Polynesian Cultural Center on One World Cinema
December 5, 2012 § Leave a comment
“The Polynesian Cultural Center is a living, breathing exploration of the traditions and lifestyles of seven Polynesian cultures: Islands of Hawaii, Fiji, Aotearoa-Maori/New Zealand, Samoa, Tonga, Tahiti, and Marquesas. Mingle with natives as they demonstrate exotic hip-swaying dances like hula-dance moves from nature, spear throwing, rubbing sticks to create fire, climbing coconut trees barefooted, tribal tattooing, cooking in a fire pit, and more. Experience Hawaii’s only canoe pageant, then enjoy a relaxing canoe ride. Feast at the Ali’i Luau and be mesmerized by the spectacular evening show, ‘HA: Breath of Life.’
‘HA’ is the symbolic odyssey of an island warrior named Mana. His parents were washed ashore on an unknown island after escaping volcanic destruction.
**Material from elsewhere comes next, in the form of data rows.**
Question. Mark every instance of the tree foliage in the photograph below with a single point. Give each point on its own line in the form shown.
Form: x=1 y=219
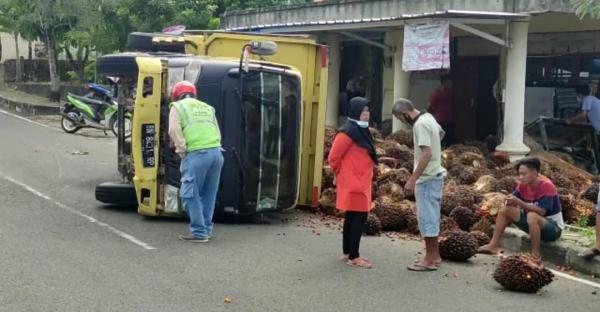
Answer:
x=589 y=8
x=78 y=27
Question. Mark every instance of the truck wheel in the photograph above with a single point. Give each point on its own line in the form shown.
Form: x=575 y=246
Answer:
x=118 y=194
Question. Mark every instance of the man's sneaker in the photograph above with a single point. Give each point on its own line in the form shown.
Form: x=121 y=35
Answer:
x=193 y=239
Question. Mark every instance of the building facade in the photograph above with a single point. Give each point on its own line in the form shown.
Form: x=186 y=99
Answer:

He was born into a new culture-taught and tested, including trial by fire to win the maiden he loved. He battled marauding invaders to protect his home and family. ‘HA’ is a saga of passion, ignited by fire, song, and dance. Told through traditional song and dance, fire-filled performances, dramatic special effects and the power of surround sound, the echoes of Polynesia will ring in your ears as Pacific Island traditions stir your soul.”
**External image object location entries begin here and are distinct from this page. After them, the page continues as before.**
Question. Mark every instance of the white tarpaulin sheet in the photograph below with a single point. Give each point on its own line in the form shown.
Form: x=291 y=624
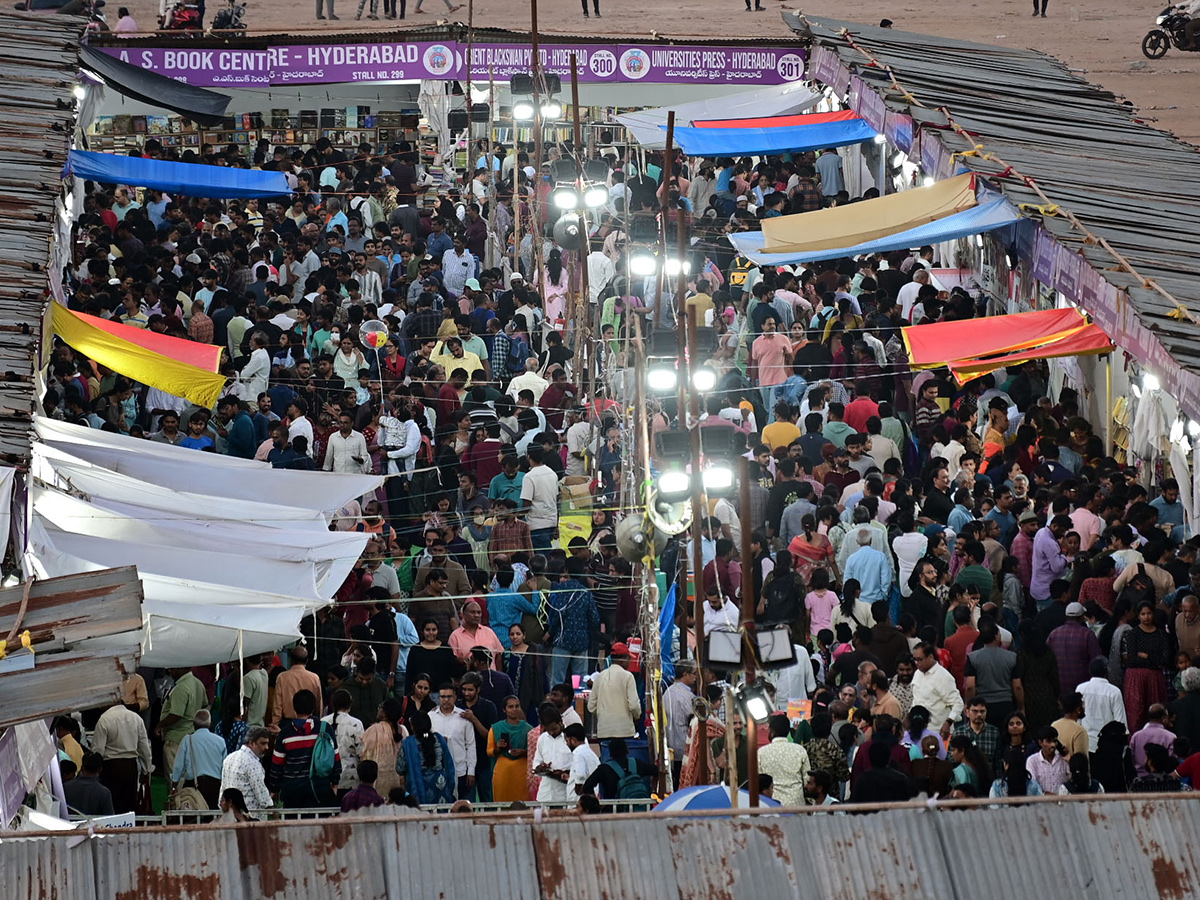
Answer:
x=333 y=553
x=183 y=469
x=781 y=100
x=294 y=580
x=64 y=471
x=184 y=625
Honolulu is pronounced HONO-LULU, not HANA-LULU. Ukulele is pronounced UKU-LELE, not UKA-LELE.
“The Steel guitar is a type of guitar or the method of playing the instrument. It was developed in Hawaii in the late 19th and early 20th centuries, a steel guitar is usually positioned horizontally; strings are plucked with one hand, while the other hand changes the pitch of one or more strings with the use of a bar or slide called a steel (generally made of metal, but also of glass or other materials). The term steel guitar is often mistakenly used to describe any metal body resophonic guitar.”
“The Ukulele is a member of the guitar family of instruments. The ukulele originated in the 19th century as a Hawaiian interpretation of the machete, a small guitar-like instrument related to the cavaquinho, braguinha and the rajao, taken to Hawaii by Portugese immigrants. It gained great popularity elsewhere in the United States during the early 20th century, and from there spread internationally.”
Music selection and photos by Sharon Abella.
Write up complements of “The Polynesian Cultural Center” and “Wikipedia”
Transportation: I took the Local Bus #55 which goes around the entire island for $2.50 and offers a 2 hour transfer, and the PCC offers a shuttlebus from Waikiki for approximately $20.00 each way.
Groceries: I went to Foodland and only spent $125.00 for the entire week.